Even if Labour had not banned offshore oil and gas exploration in 2018, it seems unlikely that exploration since then would have been delivering gas today. Gas reserves would have had to be discovered, then permits and equipment for drilling secured. Offshore platform construction at Kupe took three years.
So how could the 2018 ban on exploration be affecting prices and supply today, and causing gas-dependent businesses to pause operations or consider shut-downs?
Most obviously, the ban signalled a hostile and unstable policy environment for any large investment in gas.
On top of the ban on exploration, potential bans on new gas connections for houses were under discussion. And rather than relying on rising carbon prices to drive investment decisions between different forms of energy in reasonably predictable ways, the Labour-led government started providing subsidies for businesses adopting lower-emissions technologies.
Decarbonisation subsidies could not generally affect the country’s net emissions. Emissions are determined by the number of carbon credits that the government chooses to auction or allocate through the Emissions Trading Scheme. Burning gas requires surrendering ETS credits. If an industrial boiler does not use an ETS credit, another sector will use it instead.
But industrial subsidies that are unlikely to reduce national net emissions can send a strong signal to the energy sector that political decisions will be paramount in determining demand.
Before the oil and gas ban, decisions about future exploration and investment depended, among other things, on expectations around future demand. It is far from a simple decision process: new technologies, including substitutes for gas, are being developed all the time, in part driven by rising carbon prices internationally.
Policy risk is worse. A company could get everything right in forecasting how technology and demand will move, but then be blindsided by a politician looking for a nice-sounding announcement.
New Zealand shifted away from a regime in which property rights were stable and predictable.
In a stable regulatory environment, expectations of rising gas prices meant more investment in exploration and more production coming on stream.
Maintaining and extending existing production fields requires investment. Investment can only be justified if it leads to sufficient future returns. Those returns became far riskier when the policy environment became fundamentally unstable and unpredictable – both around the supply of gas and around demand for it.
Investment in extending current fields can only be justified at higher price points that reflect the sharp increase in New Zealand’s political risk.
While National has announced it will reverse the exploration ban, this kind of policy change is hard: once the basic property rights have become unstable, political commitments become nondurable. If one government promises to allow new exploration, a change in government could easily bring other changes that would frustrate any investments made.
Parliaments cannot bind future Parliaments. New Zealand’s Parliament has demonstrated that investments that result in greenhouse gas emissions are risky, even when those investments are covered by the Emissions Trading Scheme.
So the gas remaining in current fields has become all the gas there can ever be, barring imports and barring some way of making a policy change durable.
That difference matters.
Outside of dry years, gas companies might hold back more supply in case of future need, because no new fields can come onstream – a simple implication of economist Howard Hotelling’s work from almost a century ago. Gas prices would then be higher than might otherwise be expected.
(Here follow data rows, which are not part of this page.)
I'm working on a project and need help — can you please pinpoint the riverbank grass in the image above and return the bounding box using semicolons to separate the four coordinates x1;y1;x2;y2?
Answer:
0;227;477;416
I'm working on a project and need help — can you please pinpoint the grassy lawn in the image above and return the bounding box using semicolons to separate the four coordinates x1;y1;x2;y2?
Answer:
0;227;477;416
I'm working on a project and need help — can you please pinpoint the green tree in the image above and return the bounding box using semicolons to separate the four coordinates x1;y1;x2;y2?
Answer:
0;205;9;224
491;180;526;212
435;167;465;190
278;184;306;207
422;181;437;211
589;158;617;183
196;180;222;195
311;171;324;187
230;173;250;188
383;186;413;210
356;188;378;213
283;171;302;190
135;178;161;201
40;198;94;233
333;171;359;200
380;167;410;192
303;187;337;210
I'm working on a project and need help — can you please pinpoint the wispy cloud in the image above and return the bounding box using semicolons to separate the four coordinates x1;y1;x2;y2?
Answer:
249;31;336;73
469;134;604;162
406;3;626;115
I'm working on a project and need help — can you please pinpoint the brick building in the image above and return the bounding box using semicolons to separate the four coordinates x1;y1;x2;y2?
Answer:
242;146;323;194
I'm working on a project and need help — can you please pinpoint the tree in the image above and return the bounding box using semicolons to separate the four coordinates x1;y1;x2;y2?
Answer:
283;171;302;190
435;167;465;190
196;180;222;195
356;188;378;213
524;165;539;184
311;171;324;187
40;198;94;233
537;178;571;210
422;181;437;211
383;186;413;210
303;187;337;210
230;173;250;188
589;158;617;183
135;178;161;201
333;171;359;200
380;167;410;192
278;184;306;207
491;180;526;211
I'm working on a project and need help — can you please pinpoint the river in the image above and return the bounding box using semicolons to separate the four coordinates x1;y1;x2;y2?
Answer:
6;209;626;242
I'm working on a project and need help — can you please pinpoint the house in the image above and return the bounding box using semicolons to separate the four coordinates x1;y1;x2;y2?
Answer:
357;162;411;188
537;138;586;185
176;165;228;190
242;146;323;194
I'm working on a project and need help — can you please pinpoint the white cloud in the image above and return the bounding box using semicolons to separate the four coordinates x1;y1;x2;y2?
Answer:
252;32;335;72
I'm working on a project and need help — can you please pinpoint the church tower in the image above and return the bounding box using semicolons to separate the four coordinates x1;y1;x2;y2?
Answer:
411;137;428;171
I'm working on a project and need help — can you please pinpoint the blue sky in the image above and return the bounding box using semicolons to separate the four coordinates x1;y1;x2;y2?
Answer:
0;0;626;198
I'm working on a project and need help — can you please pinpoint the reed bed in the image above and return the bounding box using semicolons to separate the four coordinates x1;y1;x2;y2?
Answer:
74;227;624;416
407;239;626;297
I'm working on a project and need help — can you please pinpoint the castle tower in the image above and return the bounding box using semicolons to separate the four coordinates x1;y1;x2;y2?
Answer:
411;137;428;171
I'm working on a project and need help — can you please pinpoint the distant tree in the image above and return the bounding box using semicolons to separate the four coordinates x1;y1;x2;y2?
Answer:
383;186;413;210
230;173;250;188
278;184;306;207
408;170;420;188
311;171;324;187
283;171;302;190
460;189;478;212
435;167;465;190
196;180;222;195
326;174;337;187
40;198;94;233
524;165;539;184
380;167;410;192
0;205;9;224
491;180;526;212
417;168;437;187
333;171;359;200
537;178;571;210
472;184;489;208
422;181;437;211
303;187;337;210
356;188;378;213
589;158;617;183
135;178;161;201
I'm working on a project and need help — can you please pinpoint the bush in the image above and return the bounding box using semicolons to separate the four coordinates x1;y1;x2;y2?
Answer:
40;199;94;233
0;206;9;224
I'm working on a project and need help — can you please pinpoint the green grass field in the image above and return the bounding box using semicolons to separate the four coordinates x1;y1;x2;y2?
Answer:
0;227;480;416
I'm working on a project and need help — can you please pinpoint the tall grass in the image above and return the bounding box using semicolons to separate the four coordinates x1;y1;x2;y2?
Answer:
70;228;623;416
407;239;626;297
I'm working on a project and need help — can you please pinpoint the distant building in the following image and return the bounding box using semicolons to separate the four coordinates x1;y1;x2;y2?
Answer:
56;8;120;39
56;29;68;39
And in a dry year, when thermal generation sets the price of electricity and demand for gas is high, gas shortages mean sharp increases in power prices.
In the short term, importing gas is the most obvious alternative. And it is practicable. Recall that when Russian gas supplies to Europe ended with Russia’s invasion of Ukraine, Europe ramped up imports from North America by ship.
In principle, the ability to import should limit gas prices. The long-term future price really should not be higher than the cost of importing gas, including the cost of import facilities.
So we might wonder why companies highly dependent on gas supply might not have already invested in facilities enabling importation, given the ban on future exploration.
But if the cost of building facilities for receiving imported gas cannot be recouped within a single election cycle, there’s a potential problem. As was the case in 2018, a future Prime Minister may find political need for a hasty announcement that frustrates those investments.
The Gas Industry Company, which co-regulates gas alongside government, has been looking for options for landing imported gas. Hopefully, low-cost solutions can be found. High-cost solutions may well require government support, given the unstable policy environment.
In the meantime, factories that depend on gas and others sensitive to spot electricity prices are shutting down. A rash decision in 2018 remains an important, obvious, and avoidable cause.